The store was first notified about the security intrusion after a number of banks reported seeing patterns of fraudulent activity suggesting that Staples locations in the northeastern U.S. were involved in a breach. After additional investigation, however, malicious software was reported by stores in 35 states across the country.
Nearly 10 percent of the retailer’s stores were hit by malware infections in their point-of-sale systems.
“At 113 stores, the malware may have allowed access to this data for purchases made from August 10, 2014 through September 16, 2014,” Staples disclosed. “At two stores, the malware may have allowed access to data from purchases made from July 20, 2014 through September 16, 2014.”
According to security experts that reviewed the information on the breach provided by Staples, attackers were on the company’s networks for 182 days in total. It is estimated that the minimum time it took each store to identify and respond to a breach was 37 days.
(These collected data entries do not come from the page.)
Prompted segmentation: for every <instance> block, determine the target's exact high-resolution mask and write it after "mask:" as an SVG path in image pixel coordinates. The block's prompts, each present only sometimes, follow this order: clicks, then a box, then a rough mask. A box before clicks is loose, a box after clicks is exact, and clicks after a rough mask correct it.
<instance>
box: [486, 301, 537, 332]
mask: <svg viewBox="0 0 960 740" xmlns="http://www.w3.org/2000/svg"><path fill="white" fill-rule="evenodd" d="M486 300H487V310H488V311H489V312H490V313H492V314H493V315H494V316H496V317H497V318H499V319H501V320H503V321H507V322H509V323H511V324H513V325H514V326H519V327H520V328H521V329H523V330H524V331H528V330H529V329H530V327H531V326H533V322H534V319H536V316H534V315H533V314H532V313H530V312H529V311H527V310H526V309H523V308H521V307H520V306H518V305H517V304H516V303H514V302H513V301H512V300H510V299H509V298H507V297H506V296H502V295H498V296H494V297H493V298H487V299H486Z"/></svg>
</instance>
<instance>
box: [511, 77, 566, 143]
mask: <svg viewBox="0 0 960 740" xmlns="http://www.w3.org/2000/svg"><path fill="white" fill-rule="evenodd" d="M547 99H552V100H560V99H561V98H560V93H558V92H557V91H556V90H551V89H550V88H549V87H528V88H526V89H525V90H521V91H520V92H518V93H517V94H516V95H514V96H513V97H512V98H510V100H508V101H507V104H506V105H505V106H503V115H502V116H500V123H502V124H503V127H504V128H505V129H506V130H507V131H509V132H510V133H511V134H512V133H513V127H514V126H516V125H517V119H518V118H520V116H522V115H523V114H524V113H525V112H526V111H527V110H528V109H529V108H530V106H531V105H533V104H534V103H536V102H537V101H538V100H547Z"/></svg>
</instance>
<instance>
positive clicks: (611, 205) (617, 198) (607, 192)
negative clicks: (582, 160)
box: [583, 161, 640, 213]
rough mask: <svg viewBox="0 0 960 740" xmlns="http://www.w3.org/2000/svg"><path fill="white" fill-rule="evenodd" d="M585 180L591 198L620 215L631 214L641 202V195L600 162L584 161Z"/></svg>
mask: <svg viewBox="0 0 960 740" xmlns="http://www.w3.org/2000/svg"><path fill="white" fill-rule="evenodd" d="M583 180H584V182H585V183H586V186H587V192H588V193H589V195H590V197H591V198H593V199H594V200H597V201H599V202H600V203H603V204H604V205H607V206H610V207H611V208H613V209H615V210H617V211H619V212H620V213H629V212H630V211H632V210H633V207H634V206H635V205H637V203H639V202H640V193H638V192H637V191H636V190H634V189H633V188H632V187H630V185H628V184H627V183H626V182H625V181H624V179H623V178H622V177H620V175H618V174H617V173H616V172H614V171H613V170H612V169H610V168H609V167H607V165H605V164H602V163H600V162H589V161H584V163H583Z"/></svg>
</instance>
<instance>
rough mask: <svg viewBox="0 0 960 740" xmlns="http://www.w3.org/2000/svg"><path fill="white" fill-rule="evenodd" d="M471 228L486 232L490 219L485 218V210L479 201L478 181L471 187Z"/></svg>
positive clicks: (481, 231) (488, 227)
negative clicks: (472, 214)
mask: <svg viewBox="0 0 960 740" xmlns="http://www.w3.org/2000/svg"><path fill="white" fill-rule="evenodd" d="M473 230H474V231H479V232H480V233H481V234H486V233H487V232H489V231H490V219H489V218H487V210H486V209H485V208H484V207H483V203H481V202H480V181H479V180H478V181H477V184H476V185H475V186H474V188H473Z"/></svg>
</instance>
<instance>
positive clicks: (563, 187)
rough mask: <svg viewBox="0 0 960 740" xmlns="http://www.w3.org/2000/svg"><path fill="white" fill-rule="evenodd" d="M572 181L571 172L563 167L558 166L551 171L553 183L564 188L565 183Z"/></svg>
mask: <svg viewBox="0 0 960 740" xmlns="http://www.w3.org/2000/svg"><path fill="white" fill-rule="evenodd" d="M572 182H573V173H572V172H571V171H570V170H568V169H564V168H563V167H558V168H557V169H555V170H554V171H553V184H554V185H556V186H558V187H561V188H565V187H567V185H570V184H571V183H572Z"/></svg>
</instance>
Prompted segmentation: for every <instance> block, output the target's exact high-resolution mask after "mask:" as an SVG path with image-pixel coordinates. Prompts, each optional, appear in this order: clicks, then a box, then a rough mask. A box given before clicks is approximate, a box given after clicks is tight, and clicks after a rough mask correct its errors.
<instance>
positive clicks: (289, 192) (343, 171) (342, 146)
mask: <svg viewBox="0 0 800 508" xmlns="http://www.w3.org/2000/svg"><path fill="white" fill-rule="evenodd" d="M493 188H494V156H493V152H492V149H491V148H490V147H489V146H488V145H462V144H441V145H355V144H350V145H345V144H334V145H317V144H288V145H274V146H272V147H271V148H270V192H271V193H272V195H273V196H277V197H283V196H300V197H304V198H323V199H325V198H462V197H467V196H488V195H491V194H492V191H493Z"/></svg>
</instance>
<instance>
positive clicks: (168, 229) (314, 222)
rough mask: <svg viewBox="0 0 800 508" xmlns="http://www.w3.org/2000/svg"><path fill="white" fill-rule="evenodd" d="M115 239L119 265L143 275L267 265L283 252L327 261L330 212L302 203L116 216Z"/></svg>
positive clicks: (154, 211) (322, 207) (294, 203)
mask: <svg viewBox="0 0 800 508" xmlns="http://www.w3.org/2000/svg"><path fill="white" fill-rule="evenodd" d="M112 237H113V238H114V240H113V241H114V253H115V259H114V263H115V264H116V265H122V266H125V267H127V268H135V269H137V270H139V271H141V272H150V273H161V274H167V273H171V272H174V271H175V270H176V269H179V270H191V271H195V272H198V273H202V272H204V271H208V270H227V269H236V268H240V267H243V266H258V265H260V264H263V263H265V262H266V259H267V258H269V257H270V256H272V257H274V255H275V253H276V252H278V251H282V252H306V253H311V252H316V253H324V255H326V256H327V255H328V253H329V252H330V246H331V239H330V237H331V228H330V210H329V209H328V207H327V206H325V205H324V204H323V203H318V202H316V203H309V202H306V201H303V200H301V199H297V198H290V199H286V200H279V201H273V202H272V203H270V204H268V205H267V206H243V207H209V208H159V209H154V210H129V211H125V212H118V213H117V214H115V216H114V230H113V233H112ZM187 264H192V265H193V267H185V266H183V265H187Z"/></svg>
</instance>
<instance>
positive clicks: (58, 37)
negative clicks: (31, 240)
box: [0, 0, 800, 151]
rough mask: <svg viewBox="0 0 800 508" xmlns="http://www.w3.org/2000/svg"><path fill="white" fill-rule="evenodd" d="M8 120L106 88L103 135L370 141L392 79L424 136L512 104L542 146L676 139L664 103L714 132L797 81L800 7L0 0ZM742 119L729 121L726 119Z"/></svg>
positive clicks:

Weak POS security common denominator in retail breaches
While some may consider the Staples breach to be tame in comparison with massive hacks like those that affected Target and Home Depot, the fact that cybercriminals were able to remain undetected within an enterprise network for six months is a major cause for alarm. All three breaches shared a similar flaw that led to sensitive systems becoming compromised: insufficient POS system security.
Malicious actors are becoming much more adept at modifying malware so it is capable of targeting specific systems and stealing credit card numbers and account information before retailers have a chance to encrypt it. One strain of POS malware, Backoff, has been so devastating for retailers that the Department of Homeland Security’s Cyber Emergency Readiness Team warned businesses that more than 1,000 U.S. stores had likely been infected with the malicious software.
While some security firms have created defense solutions specifically to protect against Backoff malware, there are still numerous alternatives cybercriminals can use to steal sensitive financial information. In order to ensure security of privileged data, retailers should implement a layered security solution that involves the most up-to-date anti-virus protection available along with desktop lockdown, application whitelisting, and reboot to restore software.